There were some giggles around the room when he entered.  His teacher stopped what she was doing.  ”Why are you wearing a dress?”

The little boy just shrugged his shoulders and didn’t say anything.  The teacher stared at him for a moment to see if he would say more, but he stood there silently so she decided to let it go.

At lunch time it was raining, so everyone stayed inside.  The little boy’s friends started laughing out loud when he sat at their cafeteria table.  “What?” he asked.

“Come on, why the dress?” asked Shelia.

“He wants to be closer to his mommy,” said Steve as he picked at his nose.

“Nah, his mamma is so stupid she put the wrong clothes on him after taking a hit of meth,” said Zoltan.

“Come on man,” repeated Shelia.  “Why the dress?”

Still the little boy said nothing and just ate his lunch.  He suffered many more insults, but through it all he was quiet, just occasionally shrugging his shoulders.

After school, before he walked off school grounds, the local bully pushed him from behind.  “What’s up with your clothes?” he guffawed.  The little boy tried to rush away, but the bully pushed the little boy in the back again, causing him to almost fall down.  “I think you forgot your bra.”

The little boy turned and stared the bully right in the face.  Then he shrugged his shoulders and turned to leave.

The bully struck him to the side of his head, throwing the little boy down into a large mud puddle.  “Awe, looks like the little girl is all dirty.”

The little boy sat up in the mud puddle and shrugged his shoulders.  The bully flipped him the bird and spit at him before finally leaving him alone.

The little boy picked himself out of the mud puddle and waddled his way home, his shoes squishing drown water with every step.  His ear bled for a while from where his earlobe had split from the bully’s hit.  Many people stared at him as he continued his walk, but they were silent, not knowing how to approach such a different sight.  In a way he was happy about it, but in a way it hurt him that no one stopped him to find out what was wrong.  He eventually shrugged his mental shoulders and moved on.

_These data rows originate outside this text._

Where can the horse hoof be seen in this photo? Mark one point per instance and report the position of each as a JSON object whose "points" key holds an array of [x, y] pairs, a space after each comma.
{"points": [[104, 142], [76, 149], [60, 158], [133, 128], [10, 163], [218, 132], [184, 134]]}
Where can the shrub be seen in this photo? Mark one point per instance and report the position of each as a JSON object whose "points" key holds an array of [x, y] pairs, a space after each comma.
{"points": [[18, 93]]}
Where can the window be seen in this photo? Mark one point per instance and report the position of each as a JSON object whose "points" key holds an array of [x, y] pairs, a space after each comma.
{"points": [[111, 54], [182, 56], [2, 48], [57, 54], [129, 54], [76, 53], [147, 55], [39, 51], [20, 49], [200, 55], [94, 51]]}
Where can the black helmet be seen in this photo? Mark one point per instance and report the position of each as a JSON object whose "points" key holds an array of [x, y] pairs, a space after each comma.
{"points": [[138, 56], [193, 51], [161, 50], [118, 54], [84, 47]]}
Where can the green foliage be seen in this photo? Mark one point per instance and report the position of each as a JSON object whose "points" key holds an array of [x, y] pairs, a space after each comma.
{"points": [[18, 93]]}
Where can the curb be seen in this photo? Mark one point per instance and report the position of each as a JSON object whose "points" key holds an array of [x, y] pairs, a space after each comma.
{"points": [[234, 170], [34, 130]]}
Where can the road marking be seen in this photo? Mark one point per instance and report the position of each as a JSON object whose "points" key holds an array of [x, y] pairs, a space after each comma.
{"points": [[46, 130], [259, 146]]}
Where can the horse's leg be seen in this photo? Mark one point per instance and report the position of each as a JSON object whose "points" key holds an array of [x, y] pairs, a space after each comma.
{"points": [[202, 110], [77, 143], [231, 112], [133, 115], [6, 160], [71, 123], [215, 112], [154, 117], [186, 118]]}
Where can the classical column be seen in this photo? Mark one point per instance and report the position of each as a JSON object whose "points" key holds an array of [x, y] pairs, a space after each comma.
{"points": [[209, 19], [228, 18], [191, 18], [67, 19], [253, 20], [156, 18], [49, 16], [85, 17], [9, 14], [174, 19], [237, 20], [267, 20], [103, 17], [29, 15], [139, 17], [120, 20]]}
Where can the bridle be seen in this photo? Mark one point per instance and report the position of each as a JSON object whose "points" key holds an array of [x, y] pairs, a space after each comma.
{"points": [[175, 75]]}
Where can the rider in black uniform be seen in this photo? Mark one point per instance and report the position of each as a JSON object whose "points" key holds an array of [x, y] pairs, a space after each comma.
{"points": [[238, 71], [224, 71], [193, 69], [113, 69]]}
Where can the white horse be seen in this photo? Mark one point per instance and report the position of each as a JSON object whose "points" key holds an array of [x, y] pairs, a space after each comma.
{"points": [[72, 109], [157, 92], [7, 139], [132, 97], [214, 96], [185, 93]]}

The little boy finally got home.  His sister was there with her arms crossed and her frown turning angrier when she saw what state her dress was in.  Before she could say anything the little boy broke into sobbing tears and ran up to her, smothering her with a fierce hug.

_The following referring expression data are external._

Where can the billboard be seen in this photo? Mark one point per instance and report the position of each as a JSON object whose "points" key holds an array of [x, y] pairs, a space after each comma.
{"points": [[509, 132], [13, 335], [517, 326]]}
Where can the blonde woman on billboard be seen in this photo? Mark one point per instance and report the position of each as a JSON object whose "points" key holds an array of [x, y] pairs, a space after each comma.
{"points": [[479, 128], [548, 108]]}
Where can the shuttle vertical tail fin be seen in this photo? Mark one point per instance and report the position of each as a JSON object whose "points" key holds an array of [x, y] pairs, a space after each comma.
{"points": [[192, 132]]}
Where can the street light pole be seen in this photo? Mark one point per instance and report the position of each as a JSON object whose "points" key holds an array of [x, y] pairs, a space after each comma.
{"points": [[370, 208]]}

His sister was confused, but eventually returned the hug back.  She was quiet as he exhausted his anguish on her.  Finally when he started to calm down she held him out at arm’s length.  She looked him in the eyes and asked him one word, “Why?”

The boy shrugged then shook his head no.  “You told me last night that to know what someone goes through you need to walk a mile in their shoes.  I decided I would kick it up a notch.”

His sister was about to say something when he cut her off.  “And man, you must be tough if crap like that happens to you every day.”

She opened her mouth to say one thing, then changed her mind with a shake of the head.  She instead smiled and wiped away a bit of the caked dirt from her dress.  “Yep, it can be tough.”

The little boy nodded and walked with his sister into the house, his shoulders held high.



Melting (an acrostic poem)

Most people called her a witch, and she was worse than that

Everything was about her, and her “sisters”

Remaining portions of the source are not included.